Entre-temps, dans l’ouest du Québec, les Loyalistes tâchaient de faire remplacer le système seigneurial et la législation civile française par les lois anglaises et le régime de la libre propriété qu’ils avaient connu auparavant. Leurs revendications aboutirent à l’Acte constitutionnel de 1791 qui faisait du Haut-Canada (plus tard l’Ontario) une province dotée d’une législation et d’un régime agraire propres. Le même Acte confirmait que le Bas-Canada (le Québec) conservait la législation française. Une Assemblée élue était créée dans chaque circonscription.
Les Loyalistes ont joué un tel rôle dans la fondation de l’Ontario que la province a décidé de fêter son bicentenaire cette année, faisant remonter sa naissance à leur arrivée plutôt qu’à l’Acte constitutionnel. La raison de cette décision est que les Loyalistes sont à l’origine de la société ontarienne.
Comme tous les groupes d’immigrants avant et après eux, les Loyalistes avaient parmi eux des aventuriers. Un grand nombre d’entre eux se mirent immédiatement en frais d’explorer les ressources forestières et minérales de leur pays d’adoption. Les marins loyalistes réfugiés dans les provinces de l’Atlantique poursuivirent le commerce maritime avec le reste du monde. Quelques générations plus tard, les descendants des Loyalistes allaient être parmi les premiers pionniers dans l’Ouest canadien.
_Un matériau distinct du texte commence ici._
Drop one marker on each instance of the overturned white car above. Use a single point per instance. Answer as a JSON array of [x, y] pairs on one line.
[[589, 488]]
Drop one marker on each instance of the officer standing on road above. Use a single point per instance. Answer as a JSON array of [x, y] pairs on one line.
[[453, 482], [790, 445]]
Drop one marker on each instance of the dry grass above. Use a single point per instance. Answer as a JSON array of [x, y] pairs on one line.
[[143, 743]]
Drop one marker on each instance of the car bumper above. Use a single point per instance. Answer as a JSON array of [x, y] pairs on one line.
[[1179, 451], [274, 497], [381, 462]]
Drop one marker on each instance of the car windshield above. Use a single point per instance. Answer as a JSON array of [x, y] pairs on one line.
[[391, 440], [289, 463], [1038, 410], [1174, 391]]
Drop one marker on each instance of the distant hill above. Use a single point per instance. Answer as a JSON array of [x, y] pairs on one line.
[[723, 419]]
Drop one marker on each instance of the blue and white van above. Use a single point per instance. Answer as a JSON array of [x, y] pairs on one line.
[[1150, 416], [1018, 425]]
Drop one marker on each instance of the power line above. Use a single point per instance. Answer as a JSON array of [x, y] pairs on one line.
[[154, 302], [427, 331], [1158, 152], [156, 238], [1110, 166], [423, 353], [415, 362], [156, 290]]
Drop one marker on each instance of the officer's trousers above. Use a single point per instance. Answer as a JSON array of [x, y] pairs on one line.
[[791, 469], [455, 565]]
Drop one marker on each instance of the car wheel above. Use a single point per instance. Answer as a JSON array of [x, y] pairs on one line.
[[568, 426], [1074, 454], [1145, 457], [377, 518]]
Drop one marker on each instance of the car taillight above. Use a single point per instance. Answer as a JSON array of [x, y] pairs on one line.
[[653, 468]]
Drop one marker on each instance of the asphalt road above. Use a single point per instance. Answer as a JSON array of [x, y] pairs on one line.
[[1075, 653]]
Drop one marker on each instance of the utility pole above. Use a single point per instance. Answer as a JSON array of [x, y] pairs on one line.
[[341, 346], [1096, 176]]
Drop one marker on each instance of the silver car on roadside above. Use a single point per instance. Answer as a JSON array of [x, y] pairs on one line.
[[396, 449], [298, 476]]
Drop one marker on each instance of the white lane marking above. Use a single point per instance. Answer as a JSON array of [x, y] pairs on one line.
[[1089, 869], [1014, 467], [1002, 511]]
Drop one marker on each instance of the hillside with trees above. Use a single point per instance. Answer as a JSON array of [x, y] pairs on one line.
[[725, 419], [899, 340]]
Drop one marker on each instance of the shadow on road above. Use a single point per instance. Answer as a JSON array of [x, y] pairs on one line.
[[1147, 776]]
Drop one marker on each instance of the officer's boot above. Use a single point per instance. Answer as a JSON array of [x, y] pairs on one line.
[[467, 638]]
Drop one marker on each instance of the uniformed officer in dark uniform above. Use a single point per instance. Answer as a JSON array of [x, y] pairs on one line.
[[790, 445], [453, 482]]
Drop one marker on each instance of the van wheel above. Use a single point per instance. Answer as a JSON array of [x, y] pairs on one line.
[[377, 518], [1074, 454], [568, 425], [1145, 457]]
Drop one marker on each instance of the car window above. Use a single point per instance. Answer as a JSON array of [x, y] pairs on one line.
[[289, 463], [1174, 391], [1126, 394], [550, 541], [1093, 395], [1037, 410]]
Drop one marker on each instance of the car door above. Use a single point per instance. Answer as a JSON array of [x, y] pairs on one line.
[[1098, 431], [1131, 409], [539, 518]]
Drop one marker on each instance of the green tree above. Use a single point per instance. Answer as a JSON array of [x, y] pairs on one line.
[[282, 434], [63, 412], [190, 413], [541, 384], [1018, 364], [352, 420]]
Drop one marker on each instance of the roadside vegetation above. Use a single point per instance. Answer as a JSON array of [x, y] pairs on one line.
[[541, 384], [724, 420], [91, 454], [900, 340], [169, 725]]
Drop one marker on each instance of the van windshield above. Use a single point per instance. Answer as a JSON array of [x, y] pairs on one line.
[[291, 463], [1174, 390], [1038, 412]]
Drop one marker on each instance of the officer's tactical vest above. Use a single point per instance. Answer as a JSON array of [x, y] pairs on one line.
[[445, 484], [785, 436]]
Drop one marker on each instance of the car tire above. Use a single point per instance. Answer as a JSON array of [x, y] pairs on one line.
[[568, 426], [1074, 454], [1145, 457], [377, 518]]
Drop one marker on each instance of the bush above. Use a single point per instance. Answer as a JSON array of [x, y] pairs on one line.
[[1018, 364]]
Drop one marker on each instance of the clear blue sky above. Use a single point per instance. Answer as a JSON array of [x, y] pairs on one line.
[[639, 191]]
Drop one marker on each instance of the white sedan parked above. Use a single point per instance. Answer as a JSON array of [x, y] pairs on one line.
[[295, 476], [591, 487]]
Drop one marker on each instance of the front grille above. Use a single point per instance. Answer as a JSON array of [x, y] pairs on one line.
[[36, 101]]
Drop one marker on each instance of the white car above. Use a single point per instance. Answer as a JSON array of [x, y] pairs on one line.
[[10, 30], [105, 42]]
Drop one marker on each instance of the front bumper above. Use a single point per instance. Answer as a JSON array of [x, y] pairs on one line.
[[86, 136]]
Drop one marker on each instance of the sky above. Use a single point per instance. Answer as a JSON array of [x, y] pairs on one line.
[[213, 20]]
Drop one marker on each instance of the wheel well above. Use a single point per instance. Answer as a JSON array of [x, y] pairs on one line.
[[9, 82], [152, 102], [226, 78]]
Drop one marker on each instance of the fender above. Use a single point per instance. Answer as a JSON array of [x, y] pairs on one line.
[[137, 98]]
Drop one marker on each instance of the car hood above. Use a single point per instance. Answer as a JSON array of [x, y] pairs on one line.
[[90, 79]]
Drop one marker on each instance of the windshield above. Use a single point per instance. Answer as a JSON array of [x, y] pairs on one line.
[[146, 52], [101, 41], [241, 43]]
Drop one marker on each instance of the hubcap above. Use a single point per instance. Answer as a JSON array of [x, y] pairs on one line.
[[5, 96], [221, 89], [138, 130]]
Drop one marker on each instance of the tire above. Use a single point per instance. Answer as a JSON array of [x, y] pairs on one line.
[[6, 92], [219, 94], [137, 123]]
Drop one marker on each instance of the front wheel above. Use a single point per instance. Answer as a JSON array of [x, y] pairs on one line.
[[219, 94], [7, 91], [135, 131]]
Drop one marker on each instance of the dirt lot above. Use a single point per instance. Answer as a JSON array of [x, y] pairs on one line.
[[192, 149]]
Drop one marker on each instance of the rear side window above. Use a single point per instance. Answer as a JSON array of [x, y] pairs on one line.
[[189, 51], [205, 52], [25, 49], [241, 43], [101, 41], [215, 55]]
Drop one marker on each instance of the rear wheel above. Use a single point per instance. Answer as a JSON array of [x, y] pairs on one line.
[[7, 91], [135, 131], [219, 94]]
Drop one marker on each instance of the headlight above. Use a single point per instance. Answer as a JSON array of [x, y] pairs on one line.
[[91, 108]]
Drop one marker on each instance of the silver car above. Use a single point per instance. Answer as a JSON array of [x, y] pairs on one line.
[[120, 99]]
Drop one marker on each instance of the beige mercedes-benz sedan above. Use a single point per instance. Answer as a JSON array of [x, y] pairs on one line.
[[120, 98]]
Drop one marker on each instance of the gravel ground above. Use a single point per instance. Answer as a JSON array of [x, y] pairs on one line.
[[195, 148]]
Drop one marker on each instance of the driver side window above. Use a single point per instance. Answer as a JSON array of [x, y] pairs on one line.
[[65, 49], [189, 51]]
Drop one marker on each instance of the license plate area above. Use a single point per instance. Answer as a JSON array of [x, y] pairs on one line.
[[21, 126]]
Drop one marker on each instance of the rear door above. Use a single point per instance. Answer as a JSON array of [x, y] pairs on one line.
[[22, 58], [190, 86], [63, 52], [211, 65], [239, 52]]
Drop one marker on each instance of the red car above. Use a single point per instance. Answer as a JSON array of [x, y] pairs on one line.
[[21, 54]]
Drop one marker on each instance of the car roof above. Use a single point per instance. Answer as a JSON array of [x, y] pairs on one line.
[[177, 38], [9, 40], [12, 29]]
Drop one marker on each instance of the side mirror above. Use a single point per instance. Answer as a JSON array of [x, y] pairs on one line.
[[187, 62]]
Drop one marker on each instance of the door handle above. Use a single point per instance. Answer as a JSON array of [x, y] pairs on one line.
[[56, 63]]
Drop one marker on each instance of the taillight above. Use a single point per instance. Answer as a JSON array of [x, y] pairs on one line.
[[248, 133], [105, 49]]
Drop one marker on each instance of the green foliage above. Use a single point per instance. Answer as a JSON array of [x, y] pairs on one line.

Par ailleurs, la population sédentaire prenait racine dans le Haut-Canada où villes et villages s’ordonnaient autour de York, la nouvelle capitale qui devait reprendre éventuellement le nom de Toronto. C’est cette capitale qui fête cette année ses 150 ans.
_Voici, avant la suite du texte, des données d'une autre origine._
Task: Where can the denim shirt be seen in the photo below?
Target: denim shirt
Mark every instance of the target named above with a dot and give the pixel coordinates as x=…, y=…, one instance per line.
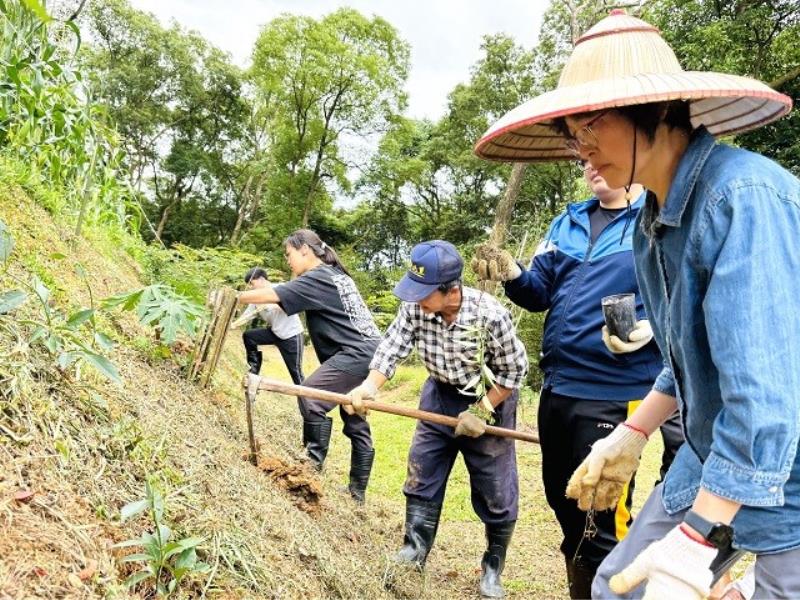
x=719, y=272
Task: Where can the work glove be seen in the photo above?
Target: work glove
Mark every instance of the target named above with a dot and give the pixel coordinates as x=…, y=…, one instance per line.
x=366, y=390
x=470, y=425
x=211, y=300
x=676, y=566
x=494, y=264
x=599, y=480
x=639, y=337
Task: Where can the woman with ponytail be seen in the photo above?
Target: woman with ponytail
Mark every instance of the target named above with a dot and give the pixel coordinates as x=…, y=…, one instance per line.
x=344, y=336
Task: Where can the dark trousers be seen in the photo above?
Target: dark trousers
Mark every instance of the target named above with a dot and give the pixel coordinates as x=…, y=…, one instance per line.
x=567, y=429
x=491, y=461
x=333, y=380
x=291, y=349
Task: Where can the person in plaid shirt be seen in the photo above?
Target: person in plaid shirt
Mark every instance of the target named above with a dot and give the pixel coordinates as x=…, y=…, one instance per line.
x=456, y=331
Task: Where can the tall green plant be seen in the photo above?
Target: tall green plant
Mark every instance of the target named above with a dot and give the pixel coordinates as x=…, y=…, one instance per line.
x=72, y=339
x=48, y=118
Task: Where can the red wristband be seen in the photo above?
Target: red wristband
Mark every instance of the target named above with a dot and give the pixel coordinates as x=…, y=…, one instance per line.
x=695, y=537
x=642, y=431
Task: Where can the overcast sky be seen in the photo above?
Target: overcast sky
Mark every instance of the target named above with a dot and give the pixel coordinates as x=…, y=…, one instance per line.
x=445, y=35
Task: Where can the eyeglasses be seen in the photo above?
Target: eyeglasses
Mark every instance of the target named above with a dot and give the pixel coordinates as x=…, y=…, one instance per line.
x=585, y=137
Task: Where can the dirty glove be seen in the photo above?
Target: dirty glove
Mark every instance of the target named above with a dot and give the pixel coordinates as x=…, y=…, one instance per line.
x=494, y=264
x=675, y=566
x=366, y=390
x=211, y=300
x=639, y=337
x=599, y=480
x=470, y=425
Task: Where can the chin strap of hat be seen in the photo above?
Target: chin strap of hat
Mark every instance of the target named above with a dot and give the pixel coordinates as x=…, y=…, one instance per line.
x=628, y=211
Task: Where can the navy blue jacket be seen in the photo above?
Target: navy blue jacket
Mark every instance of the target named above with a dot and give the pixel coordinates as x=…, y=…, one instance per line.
x=568, y=277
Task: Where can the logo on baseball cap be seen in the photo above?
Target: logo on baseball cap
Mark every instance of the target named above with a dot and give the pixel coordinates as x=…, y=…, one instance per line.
x=432, y=264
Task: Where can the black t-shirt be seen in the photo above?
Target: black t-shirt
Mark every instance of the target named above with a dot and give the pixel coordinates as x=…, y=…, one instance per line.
x=340, y=325
x=600, y=217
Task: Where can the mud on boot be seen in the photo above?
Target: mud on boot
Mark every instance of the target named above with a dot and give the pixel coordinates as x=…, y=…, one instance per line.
x=316, y=439
x=360, y=469
x=579, y=578
x=254, y=358
x=498, y=536
x=422, y=522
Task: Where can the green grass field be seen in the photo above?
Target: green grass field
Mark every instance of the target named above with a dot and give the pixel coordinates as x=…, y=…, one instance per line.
x=535, y=566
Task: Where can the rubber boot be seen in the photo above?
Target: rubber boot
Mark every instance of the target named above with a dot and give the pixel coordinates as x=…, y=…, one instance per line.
x=579, y=577
x=360, y=468
x=498, y=536
x=254, y=361
x=422, y=521
x=316, y=439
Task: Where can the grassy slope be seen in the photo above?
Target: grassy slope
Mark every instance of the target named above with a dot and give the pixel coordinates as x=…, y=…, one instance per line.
x=86, y=451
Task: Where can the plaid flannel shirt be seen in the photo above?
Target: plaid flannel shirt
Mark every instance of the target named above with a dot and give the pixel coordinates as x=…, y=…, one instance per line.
x=449, y=350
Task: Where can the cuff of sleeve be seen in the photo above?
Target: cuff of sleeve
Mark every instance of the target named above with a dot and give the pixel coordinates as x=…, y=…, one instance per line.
x=741, y=484
x=385, y=369
x=665, y=383
x=511, y=382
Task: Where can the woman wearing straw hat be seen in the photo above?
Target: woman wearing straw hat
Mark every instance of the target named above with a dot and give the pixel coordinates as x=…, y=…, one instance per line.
x=715, y=251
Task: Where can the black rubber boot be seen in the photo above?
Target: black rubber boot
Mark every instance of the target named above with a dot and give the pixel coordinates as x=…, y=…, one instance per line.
x=254, y=361
x=360, y=468
x=316, y=439
x=498, y=536
x=579, y=577
x=422, y=521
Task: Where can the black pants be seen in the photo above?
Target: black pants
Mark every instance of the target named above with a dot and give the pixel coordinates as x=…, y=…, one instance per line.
x=567, y=429
x=291, y=349
x=333, y=380
x=491, y=461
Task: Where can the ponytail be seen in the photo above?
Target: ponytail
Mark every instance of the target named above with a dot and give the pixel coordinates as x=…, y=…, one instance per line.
x=320, y=249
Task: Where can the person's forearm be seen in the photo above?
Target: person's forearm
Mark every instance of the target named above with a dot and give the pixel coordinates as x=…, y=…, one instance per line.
x=715, y=508
x=262, y=295
x=656, y=408
x=497, y=394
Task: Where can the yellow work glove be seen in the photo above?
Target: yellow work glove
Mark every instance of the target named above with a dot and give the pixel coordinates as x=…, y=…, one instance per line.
x=676, y=566
x=366, y=390
x=494, y=264
x=470, y=425
x=639, y=337
x=599, y=480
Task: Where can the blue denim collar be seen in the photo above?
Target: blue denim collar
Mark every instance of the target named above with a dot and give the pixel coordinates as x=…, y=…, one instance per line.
x=683, y=183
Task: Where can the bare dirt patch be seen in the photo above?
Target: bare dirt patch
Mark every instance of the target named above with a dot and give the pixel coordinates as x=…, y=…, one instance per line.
x=299, y=480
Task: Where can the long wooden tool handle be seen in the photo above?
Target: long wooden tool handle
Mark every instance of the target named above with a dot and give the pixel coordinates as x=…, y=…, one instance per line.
x=273, y=385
Pérennité des grands thèmes de la vie canadienne
Toronto, qui est la ville la plus populeuse du Canada, illustre bien la pérennité des grands thèmes de la vie canadienne : l’exploration, la colonisation et l’immigration. Son importance actuelle en tant que centre financier et industriel s’explique en grande partie par le fait qu’elle a été pendant longtemps l’agglomération principale d’un immense territoire. C’est à Toronto que les prospecteurs miniers qui ont exploré une grande partie du Canada avaient leurs bases.
Dans les installations de forage et les exploitations minières du Nord canadien, l’interaction de l’explorateur et du colon est encore une réalité, même si le premier est devenu un géologue de formation universitaire et le deuxième, un banquier en complet sombre. L’explorateur en fait peut oeuvrer sur une autre frontière, dans un des innombrables domaines que les sciences ont ouverts aux esprits entreprenants, c’est toujours le rythme fondamental de la vie canadienne qui persiste sous une forme moderne.
Et de nouveaux immigrants, bien déterminés eux aussi à se bâtir une vie nouvelle dans un pays neuf, viennent encore ajouter aux richesses culturelles et matérielles du Canada. Ils ont sans doute les mêmes espoirs et les mêmes craintes que ces lointains précurseurs venus d’Asie il y a si longtemps. Aujourd’hui comme jadis, des aventuriers se mêlent aux pionniers. Tous ensemble, ils sont la sève qui nourrit nos racines et leur donne une vigueur nouvelle.